There is no evidence that Bialkowski, or any other person, threatened to perform or did perform a wrongful act which coerced decedent to make a bequest she would not have made otherwise. Therefore, this objection must be dismissed.
(D)
Objectants finally contend that Bialkowski "does not possess the qualifications required of a fiduciary by reason of dishonesty, improvidence, or is otherwise unfit for the office of Executor" because of various allegations against him. The burden of proof of establishing ineligibility is on the party alleging it. See Matter of Krom, 86 A.D.2d 689 [1982].
Testators have the right to select the person or persons whom they feel confident would be most suitable to execute their Will and settle their affairs (see Matter of Cohen, 254 A.D. 571 [1938], aff'd, 278 NY 584 [1938]; see also Matter of Leland, 219 NY 387 [1916]). Under SCPA 707[d], letters testamentary may be issued to any natural person except for "one who does not possess the qualifications required of a fiduciary by reason of substance abuse, dishonesty, improvidence, want of understanding, or who is otherwise unfit for the execution of the office." All of these grounds contemplate disqualification where such a fiduciary might jeopardize estate property and should, therefore, not be entitled to serve (see Matter of Gottlieb, 75 A.D.3d 99, 107 [2010]; see also Matter of Flood, 236 NY 408 [1923]).

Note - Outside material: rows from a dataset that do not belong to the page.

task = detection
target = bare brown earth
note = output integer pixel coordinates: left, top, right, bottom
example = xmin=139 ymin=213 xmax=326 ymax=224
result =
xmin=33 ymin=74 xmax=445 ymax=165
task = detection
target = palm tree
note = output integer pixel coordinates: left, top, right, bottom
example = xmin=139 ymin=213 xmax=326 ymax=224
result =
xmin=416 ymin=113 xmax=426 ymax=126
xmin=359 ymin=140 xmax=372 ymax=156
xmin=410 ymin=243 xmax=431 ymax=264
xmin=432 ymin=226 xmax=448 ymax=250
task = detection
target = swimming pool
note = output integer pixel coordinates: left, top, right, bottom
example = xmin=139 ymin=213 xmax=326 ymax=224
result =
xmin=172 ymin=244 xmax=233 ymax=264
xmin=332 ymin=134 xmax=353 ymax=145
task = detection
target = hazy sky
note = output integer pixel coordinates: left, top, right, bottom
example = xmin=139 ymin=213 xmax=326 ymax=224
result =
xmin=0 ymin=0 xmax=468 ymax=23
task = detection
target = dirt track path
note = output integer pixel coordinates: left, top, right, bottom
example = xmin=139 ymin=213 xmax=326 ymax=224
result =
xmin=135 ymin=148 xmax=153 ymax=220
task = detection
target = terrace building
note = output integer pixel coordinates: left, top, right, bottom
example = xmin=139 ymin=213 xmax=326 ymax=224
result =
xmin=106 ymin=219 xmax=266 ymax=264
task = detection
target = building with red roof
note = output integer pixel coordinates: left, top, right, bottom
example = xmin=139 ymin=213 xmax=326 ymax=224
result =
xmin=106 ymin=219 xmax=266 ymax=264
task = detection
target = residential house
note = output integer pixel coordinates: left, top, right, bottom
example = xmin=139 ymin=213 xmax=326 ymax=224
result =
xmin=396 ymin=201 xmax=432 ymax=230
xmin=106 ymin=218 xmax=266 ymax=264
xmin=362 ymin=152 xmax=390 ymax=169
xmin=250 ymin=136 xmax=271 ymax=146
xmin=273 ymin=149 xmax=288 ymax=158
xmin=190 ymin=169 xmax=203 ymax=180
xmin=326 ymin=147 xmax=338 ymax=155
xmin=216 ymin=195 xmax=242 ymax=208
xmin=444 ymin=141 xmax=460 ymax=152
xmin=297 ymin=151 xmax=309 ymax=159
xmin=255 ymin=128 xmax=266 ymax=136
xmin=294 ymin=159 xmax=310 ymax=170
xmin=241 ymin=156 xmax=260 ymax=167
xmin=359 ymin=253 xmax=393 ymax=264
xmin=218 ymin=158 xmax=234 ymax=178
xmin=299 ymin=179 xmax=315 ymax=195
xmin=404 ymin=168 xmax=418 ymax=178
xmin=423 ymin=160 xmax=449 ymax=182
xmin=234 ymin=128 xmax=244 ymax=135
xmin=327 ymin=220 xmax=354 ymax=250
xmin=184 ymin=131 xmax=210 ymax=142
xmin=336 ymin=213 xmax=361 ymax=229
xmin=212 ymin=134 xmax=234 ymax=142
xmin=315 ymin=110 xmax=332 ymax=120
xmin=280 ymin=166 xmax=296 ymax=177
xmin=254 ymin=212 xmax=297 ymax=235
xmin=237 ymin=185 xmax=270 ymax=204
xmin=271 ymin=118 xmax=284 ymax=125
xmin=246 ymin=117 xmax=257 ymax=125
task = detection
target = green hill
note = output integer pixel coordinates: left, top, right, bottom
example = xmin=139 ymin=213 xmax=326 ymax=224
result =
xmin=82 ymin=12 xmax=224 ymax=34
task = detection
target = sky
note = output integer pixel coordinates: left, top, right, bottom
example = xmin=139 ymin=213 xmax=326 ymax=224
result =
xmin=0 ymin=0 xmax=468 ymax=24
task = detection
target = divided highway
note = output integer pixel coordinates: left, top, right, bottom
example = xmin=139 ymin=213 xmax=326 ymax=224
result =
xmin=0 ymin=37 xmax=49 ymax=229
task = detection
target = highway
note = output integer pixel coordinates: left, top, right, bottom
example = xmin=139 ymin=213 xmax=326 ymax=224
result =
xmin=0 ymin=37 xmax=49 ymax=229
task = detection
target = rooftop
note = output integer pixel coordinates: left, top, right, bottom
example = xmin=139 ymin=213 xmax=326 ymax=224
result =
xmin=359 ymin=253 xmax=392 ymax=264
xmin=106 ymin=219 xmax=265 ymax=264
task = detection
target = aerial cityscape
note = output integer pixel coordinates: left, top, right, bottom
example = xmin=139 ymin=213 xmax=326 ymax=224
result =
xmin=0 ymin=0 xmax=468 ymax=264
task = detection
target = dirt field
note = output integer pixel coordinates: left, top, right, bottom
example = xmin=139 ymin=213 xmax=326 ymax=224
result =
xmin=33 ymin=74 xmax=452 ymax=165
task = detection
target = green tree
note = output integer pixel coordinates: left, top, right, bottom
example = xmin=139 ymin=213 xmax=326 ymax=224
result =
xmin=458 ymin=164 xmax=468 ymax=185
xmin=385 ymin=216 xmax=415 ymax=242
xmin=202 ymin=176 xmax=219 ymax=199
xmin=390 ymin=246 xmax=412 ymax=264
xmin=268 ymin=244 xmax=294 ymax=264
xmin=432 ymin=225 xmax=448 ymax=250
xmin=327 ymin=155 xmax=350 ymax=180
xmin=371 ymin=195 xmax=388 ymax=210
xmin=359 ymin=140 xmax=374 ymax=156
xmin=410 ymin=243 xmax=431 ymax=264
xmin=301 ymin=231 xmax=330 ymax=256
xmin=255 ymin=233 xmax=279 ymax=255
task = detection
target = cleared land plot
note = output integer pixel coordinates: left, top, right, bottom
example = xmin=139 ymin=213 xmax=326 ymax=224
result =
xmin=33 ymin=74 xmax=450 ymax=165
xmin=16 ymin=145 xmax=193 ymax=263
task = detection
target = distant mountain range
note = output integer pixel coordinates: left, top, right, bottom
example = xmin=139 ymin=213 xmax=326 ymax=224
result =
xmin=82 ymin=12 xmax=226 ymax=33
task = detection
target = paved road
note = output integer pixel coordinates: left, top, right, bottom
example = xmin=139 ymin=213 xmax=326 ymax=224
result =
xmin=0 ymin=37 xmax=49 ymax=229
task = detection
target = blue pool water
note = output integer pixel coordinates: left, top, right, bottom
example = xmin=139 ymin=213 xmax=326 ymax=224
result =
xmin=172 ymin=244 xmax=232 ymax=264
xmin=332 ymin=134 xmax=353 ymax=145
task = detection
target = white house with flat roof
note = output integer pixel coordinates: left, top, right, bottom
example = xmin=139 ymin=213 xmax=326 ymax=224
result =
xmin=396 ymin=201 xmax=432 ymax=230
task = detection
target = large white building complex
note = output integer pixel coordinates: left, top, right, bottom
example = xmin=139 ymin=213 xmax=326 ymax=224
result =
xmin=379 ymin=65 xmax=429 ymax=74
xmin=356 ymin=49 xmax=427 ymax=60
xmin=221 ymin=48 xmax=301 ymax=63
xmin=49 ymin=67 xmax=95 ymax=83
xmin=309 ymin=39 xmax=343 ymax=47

In Matter of Kalikow, 2008 NY Misc. LEXIS 8129 [dec. Dec. 16, 2008], objectant-beneficiaries urged that former priest, James DeVita, was unfit to serve as fiduciary of decedent's estate because of allegations of child sexual abuse against him. Nassau County Surrogate's Court explained that, in addition to satisfying SCPA 707, "objectants must make a showing that the assets of the estate would be in jeopardy in the hands of the petitioner":
"Objectants have failed to demonstrate how an allegation of sexual abuse which took place over 30 years ago bears on DeVita's fitness to serve as fiduciary. This court is not the proper forum to adjudicate an allegation of sexual abuse. Under such circumstances, the selection of the testator to determine who is most suitable to settle her estate should not lightly be disregarded (Matter of Flood, 236 NY 408, 410 [1923]; Matter of Venezia, 25 A.D.3d 717 [2d Dept 2006])."
As in Kalikow, objectants here have not shown that Bialkowski will jeopardize the assets of the decedent's estate because of allegations of sexual abuse made against him.
I conclude, therefore, that the objection regarding Bialkowski's fitness to serve as executor of the decedent's estate must be dismissed.
(E)
Accordingly, Bialkowski's motion for summary judgment dismissing all objections to probate of decedent's Will must be, and it hereby is, granted, decedent's Last Will and Testament, dated November 2, 2016, is admitted to probate, and letters testamentary shall issue to Bialkowski forthwith, with the preliminary letters previously issued being revoked.
This decision shall constitute the Order of this Court and no other or further order shall be required.